这就是函数:(它基本上将元组 x 和 y 拆分为它们的数字和字符串分量,并计算 x 和 y 的数字部分之间的距离,然后计算字符串部分之间的距离,然后将它们相加。

def total_dist(x, y, p=2, q=2):    
    jacard = QGramDistance(q=q)    
    minkowski = MinkowskiDistance(p=p)

    x_num = []    
    x_str = []    
    y_num = []    
    y_str = []

    #I am spliting each vector into its numerical parts and its string parts so that the distances
    #of each part can be found, then summed together.

    for i in range(len(x)):

        if type(x[i]) == float or type(x[i]) == int:    
            x_num.append(x[i])    
            y_num.append(y[i])    
        else:
            x_str.append(x[i])    
            y_str.append(y[i])

    num_dist = minkowski.dist(x_num,y_num)

    str_dist = I find using some more steps
    #I am simply adding the two types of distance to get the total distance:

    return num_dist + str_dist

class NearestNeighbourClustering(Clustering):

  def __init__(self, data_file,
               clust_algo_name_str='', strip_header = "no", remove = -1):

      self.data_file= data_file    
      self.header_strip = strip_header    
      self.remove_column = remove

  def run_clustering(self, max_dist, p=2, q=2):    
      K = {}    

      #dictionary of clusters    
      data_points = self.read_data_file()    
      K[0]=[data_points[0]]    
      k=0

      #I added the first point in the data to the 0th cluster    
      #k = number of clusters minus 1

      n = len(data_points)    
      for i in range(1,n):    
          data_point_in_a_cluster = "no"

          for c in range(k+1):    
              distances_from_i = [total_dist(data_points[i],K[c][j], p=p, q=q) for j in range(len(K[c]))]
          d = min(distances_from_i)
          if d <= max_dist:
              K[c].append(data_points[i])
              data_point_in_a_cluster = "yes"

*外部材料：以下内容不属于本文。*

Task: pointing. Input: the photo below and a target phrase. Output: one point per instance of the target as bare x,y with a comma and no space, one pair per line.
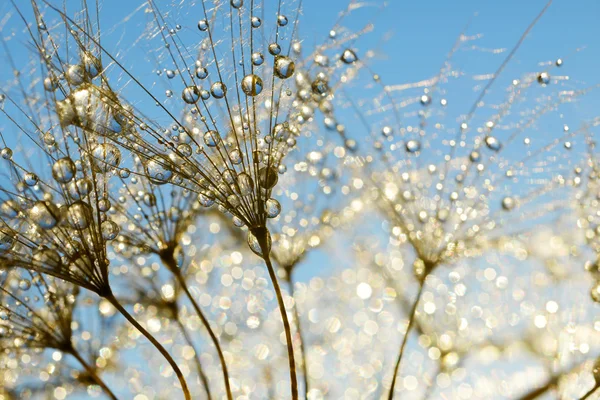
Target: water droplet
282,20
349,56
47,258
245,184
80,215
212,138
157,170
236,156
6,153
252,85
110,230
190,94
254,244
544,78
24,284
267,177
284,67
508,203
203,25
387,131
272,208
320,86
595,292
107,156
44,214
206,198
412,146
257,58
30,179
492,143
274,49
80,188
201,73
10,209
218,90
63,170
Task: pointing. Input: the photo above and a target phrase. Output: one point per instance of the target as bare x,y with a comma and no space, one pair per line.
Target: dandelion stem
298,328
261,235
184,387
405,339
199,368
91,372
206,324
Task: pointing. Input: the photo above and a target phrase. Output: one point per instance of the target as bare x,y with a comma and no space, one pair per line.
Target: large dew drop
158,171
44,214
252,85
63,170
254,244
284,67
107,156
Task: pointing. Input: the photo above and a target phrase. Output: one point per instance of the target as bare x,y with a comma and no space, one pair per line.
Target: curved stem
298,328
199,368
91,372
261,235
405,339
206,324
184,387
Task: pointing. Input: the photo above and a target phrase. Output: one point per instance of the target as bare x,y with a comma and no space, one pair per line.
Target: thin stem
199,368
91,372
299,329
206,324
261,235
184,387
405,339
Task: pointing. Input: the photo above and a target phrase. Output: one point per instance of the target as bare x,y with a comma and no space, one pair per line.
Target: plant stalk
190,342
261,235
91,372
405,339
184,387
206,324
299,329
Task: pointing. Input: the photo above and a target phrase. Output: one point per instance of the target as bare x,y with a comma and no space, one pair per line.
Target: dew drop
212,138
256,22
284,67
63,170
80,215
158,171
267,177
44,214
412,146
272,208
254,244
348,56
544,78
492,143
190,94
218,90
107,156
203,25
110,230
252,85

      if data_point_in_a_cluster == "no":
          k += 1
          K[k]=[data_points[i]]
  return K
4

3 回答 3

0

minkowski_distance = (distance_to_power_p)**(1/p)仅当控件进入 for 循环时才执行该行

查看len(obj_a)

如果返回的值是0然后语句return minkowski_distance将抛出错误local variable 'minkowski_distance' referenced before assignment

minkowski_distance = (distance_to_power_p)**(1/p)您应该从 for 循环中取出该行

for i in range(len(obj_a)):
    distance_to_power_p += abs((obj_a[i]-obj_b[i]))**(p)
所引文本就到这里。